West Africa: Why Tigers Never Attack Men Unless They Are Provoked

I have included a picture of a tiger here, but there are no tigers in Africa, even though tiger is a character in African folktales, and also in the stories from Africa that traveled to the Americas. For more about the absence of tigers in Africa, see this blog post: Nelson Mandela and the African Tiger.

This story is part of the West African Folktales unit. Story source: West African Folktales by William H. Barker and Cecilia Sinclair, with drawings by Cecilia Sinclair (1917).


Why Tigers Never Attack Men Unless They Are Provoked

A MAN, hunting one day in the forest, met a tiger. At first each was afraid of the other; but after some talking they became quite friendly. They agreed to live together for a little time. First the man would live with the tiger in his forest home for two weeks. Then the tiger would come and live in the man's home.

The tiger behaved so well to the man during his visit that the man felt he had never been so well treated in all his life. Then came the time for the tiger to return home with the man. As they were going the tiger was somewhat afraid. He asked the man if he really thought he would be safe.

"What if your friends do not like my face and kill me?" he asked.

"You need fear nothing," said his host; "no one will touch you while I am there." The tiger therefore came to the man's house and stayed with him three weeks. He had brought his male cub with him, and the young tiger became very friendly with the man's son.

Some months later the man's father died. When Tiger heard of his friend's great loss, he and his cub set out at once to see and condole with him. They brought a large sum of money to help the man.

As Tiger was going home again, two of the man's friends lay in hiding for him and shot him. Fortunately he was not killed, but he was very much grieved lest these men had shot him at his friend's wish. He determined to find out if the man had known anything at all about the shot.

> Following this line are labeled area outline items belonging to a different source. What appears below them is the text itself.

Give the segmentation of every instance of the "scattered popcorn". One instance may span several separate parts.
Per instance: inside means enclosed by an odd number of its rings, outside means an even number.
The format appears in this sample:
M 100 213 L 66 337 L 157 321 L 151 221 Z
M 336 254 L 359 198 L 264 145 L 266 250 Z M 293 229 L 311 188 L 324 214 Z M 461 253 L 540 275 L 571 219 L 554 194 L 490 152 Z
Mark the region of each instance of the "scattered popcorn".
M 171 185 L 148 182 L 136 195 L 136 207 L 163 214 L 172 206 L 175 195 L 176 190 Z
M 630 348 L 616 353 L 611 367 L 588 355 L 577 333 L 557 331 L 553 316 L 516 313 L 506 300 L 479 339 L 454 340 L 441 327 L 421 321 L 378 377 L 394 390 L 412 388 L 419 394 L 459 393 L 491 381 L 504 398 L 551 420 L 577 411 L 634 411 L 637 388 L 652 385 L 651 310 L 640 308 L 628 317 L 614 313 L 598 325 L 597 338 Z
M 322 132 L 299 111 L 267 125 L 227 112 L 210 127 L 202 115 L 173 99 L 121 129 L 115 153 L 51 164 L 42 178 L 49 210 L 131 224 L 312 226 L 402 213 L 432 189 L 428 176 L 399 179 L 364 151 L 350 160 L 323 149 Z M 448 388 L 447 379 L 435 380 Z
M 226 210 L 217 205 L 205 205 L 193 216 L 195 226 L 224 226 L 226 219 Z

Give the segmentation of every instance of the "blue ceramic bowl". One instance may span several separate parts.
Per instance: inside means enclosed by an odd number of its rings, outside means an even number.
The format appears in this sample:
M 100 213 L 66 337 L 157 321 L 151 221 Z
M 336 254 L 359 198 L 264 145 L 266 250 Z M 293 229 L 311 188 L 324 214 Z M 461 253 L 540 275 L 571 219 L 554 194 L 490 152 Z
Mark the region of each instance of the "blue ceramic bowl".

Accordingly he went to the place in the forest where he had first met his friend. There he lay down as if he were dead, after telling his cub to watch and see what would happen.

By and by the man came along. When he saw the tiger lying, as he thought, dead, he was terribly troubled. He began to cry and mourn for his friend, and sat there all night long with Tiger's cub, to watch that no harm should befall the body.

When morning came and Tiger was quite assured that his friend had had nothing at all to do with the shot, he was very glad. He got up, then, to the man's great astonishment, and explained why he had pretended to be dead.

"Go home," said Tiger, "and remember me always. In future for your sake I will never touch a man unless he first meddles with me."